21. By 1856, the Crown interpretation of the original transactions assumed that Maori had completely extinguished any interests they had in the land in the pre treaty negotiations. At the same time the decisions of the commissioner’s court ignored any consideration of the impact of the alienation of these lands on NgāiTakoto.

Crown purchasing

22. It was not until 1862 that settlers received their Crown grants and the Crown formally took the surplus land. In the meantime, a significant wave of Crown purchasing took place and the Crown completed a policy of land purchase from iwi of Muriwhenua, aimed at ‘the total extinction of Native title’.

As part of a comprehensive and sweeping wave of purchases, the Crown acquired Muriwhenua South (£1,100) and Wharemaru (£400) on 3 February 1858. When later surveyed, Muriwhenua South (86,885 acres) and Wharemaru (13,555 acres) gave the Maori signatories 3d and 7d per acre respectively. No reserves were made and there is no evidence that any attempt was made to assess the impact on NgāiTakoto of their resulting landlessness.

23. By 1865 NgāiTakoto had lost almost all of their land along the Awanui River and alongside Rangaunu Harbour and up the Muriwhenua peninsula. The one last significant piece of land remaining to NgāiTakoto, a 7,700 acre Maori Reserve block on the Houhora was acquired by a European purchaser soon after the Native Land Court was established and when the legislation contained no provision to protect owners from becoming landless. NgāiTakoto retained only tiny pockets of their original estate. In the latter part of the nineteenth century they were sustained by gum digging, but when this declined in the early twentieth century, they had little land to maintain them and no land to benefit from the development of dairying, other than a block purchased by them.

24. Even these reserves set aside for NgaiTakoto were eaten away over the following century. Currently NgāiTakoto whanau have left to them only 73 hectares of the 343 hectares reserved to them in Maimaru (44 hectares), Waimanoni (27 hectares) and Matarau (2 hectares). In addition whanau members have for several generations held 27 hectares at Kaimaumau which was purchased from the Crown and 177 hectares of the original Maxwell grant which was purchased from a loan company which took over the land after the original claimant was bankrupted.

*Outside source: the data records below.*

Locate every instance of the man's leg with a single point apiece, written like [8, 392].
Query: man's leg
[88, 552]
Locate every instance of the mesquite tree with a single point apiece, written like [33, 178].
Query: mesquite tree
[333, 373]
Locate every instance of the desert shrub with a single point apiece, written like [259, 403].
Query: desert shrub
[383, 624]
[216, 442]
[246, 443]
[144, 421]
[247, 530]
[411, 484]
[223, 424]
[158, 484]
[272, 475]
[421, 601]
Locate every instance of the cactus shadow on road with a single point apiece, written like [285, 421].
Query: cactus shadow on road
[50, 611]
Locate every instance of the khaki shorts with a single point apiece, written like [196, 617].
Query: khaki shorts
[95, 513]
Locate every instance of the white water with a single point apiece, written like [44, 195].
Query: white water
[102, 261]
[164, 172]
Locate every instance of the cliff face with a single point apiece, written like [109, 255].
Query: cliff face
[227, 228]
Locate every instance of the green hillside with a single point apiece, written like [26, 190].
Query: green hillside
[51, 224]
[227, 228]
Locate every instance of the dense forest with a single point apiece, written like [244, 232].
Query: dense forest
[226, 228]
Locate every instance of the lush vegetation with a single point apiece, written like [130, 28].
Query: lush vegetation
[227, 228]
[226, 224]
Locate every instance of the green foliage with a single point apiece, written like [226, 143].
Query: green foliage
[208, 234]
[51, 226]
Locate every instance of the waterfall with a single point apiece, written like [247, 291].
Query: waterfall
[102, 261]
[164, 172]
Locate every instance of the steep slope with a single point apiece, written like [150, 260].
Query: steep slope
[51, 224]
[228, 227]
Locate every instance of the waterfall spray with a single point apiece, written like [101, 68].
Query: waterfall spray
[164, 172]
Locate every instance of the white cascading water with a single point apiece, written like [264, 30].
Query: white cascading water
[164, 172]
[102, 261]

25. Maori complaints about the old land claims increased in number by the late nineteenth century and continued into the twentieth century. There is evidence of considerable poverty among NgāiTakoto, in large part because of the loss of their lands

26. These grievances were eventually referred to a new Royal commission in 1946. This commission undertook an intensive inquiry into old land claims, including the blocks relating to NgāiTakoto. The commission was split in its findings, but still recommended compensation. This recommendation was implemented in 1956 with the creation of the Tai Tokerau Maori Trust Board. The establishment of the trust board had negligible impact on NgāiTakoto.

27. In 1991, Landcorp sold the 1183 hectare Kaimaumau station, despite substantial protest from NgāiTakoto and a recommendation from the Waitangi Tribunal that the land be retained for a possible settlement. At the time there was no process established for land banking Crown and SOE assets to provide a fund for settlement. Despite the land retaining a memorial stating that it could be returned by a binding recommendation of the Waitangi Tribunal, under the Treaty of Waitangi (State Enterprises) Act 1988, the alienation of this block by the SOE made it much more difficult for the Crown to provide a meaningful settlement of NgaiTakoto’s long standing grievances.